Between 1909 and 1911, British chemist Ernest Rutherford developed a new theoretical model of the atom which overturned existing hypotheses and became the dominant means of understanding these basic building blocks of all matter for most of the twentieth century. Although several components of the atom – especially the orbits of electrons – turned out to be substantially more complex than Rutherford envisioned, this model informed a century of chemical education, and will probably be immediately familiar to readers who took chemistry courses in high school.
PLUM PUDDING and the GOLD FOIL EXPERIMENT
That atoms existed, and were the building blocks of all larger matter, was not a new idea in Rutherford’s time; indeed, this also informed, just for example, the theoretical work of Michael Dalton, a century before. By the early twentieth century, chemists and physicists were beginning to piece together the constituent parts of atoms, as well, especially positively charged protons (the number of which determines what element an atom will be) and negatively charged electrons.
How these subatomic particles came together, however, was a matter of debate. Several years before Rutherford performed his work, J.J. Thomson had ascended to prominence through his so-called “plum pudding” theory of the atom. According to Thomson, the inner workings of the atom resembled a “pudding” or soup of free-floating protons, surrounding and sustaining various small structures made up of electrons which could be found throughout the body of the atom.
Rutherford was not convinced. In the gold foil experiment of 1909, Hans Geiger and Ernest Marsden, operating under Rutherford’s supervision, discovered that most radioactive alpha rays tended to pass directly through an atom, but a small number bounced back almost directly towards the source of the rays. This should not have happened: according to the plum pudding model, many of the rays should have been deflected somewhat as they collided with the electron structures, but the deflection should have been minimal. Instead, only some of the rays were deflected significantly – and that deflection was hardly minimal at all. There must be some unexpectedly large structure in the atom which was causing these large deflections.

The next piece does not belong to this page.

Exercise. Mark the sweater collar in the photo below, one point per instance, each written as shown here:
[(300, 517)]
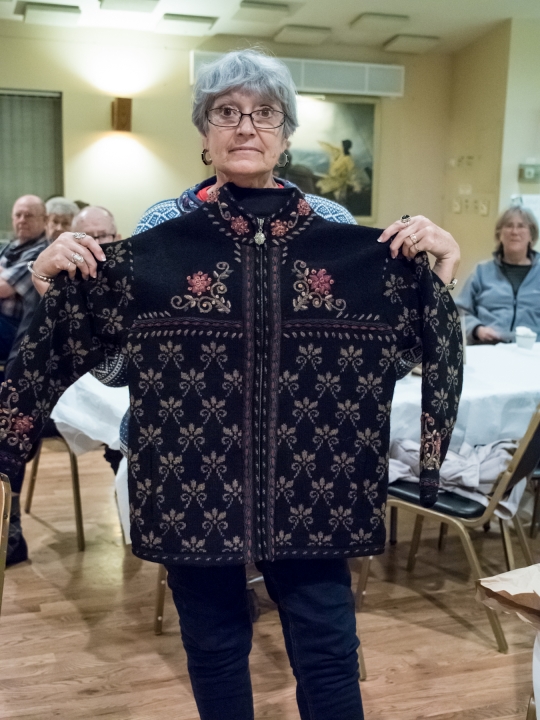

THE NUCLEUS AND THE ORBITING ELECTRONS
In a 1911 publication analyzing the Geiger-Marsden experiments, Rutherford put forward a new model of the atom on the basis of this realization. Instead of a free-floating sea of protons, he argued that all of the protons in the atom – along with varying numbers of uncharged neutrons – were instead packed into an extremely dense “nucleus” at the centre of the atom. This structure resembled Thomson’s theory of the electron structures, except that it was reversed (the structures were made up of protons rather than electrons), and there was only one of them in every atom.
Moreover, Rutherford went on, the electrons were not sitting stably in solid structures: they were instead zipping about the core or nucleus of the atom at extremely high speeds. Inspired by charts of the solar system, Rutherford argued that the electrons probably circled the atomic nucleus in much the same way as planets circled the Sun: in other words, they followed regular, predictable paths, or “orbits.” This analogy to planets was not new – it also informed the concurrent work of Japanese physicist Hantaro Nagaoka – but Rutherford’s model seemed to be the most accurate.
LEGACY
A number of important hypotheses which have become wrapped up in the so-called “Rutherford model” of the atom or Rutherford atomic theory were not actually present in the original 1911 paper. For example, Rutherford did not initially note that the positive charge of the nucleus would be equivalent to its atomic number, or number of protons, instead briefly suggesting that the charge would instead be equal to its total mass (not the number of protons, but the number of protons and neutrons combined). Such gaps in the theory were relatively quickly filled in by other chemists, such as Henry Moseley and Antonius Broek.
Aside from later contributions of theoretical physics to the understanding of the makeup of subatomic particles, the most important error in Rutherford’s model was the suggestion that electrons could be found in regular orbits. Ironically, this component of the model is also the most prevalent in the popular imagination, and informs various logos and symbols of the atom, like the logos of American Atheists, the U.S. Department of Energy, and the International Atomic Energy Agency, among others. Dutch chemist Niels Bohr corrected this error several years later with the shell model of the atom, arguing that electrons followed effectively random paths through a three-dimensional “shell,” or layer, of the atom, rather than regular paths through a two-dimensional orbit.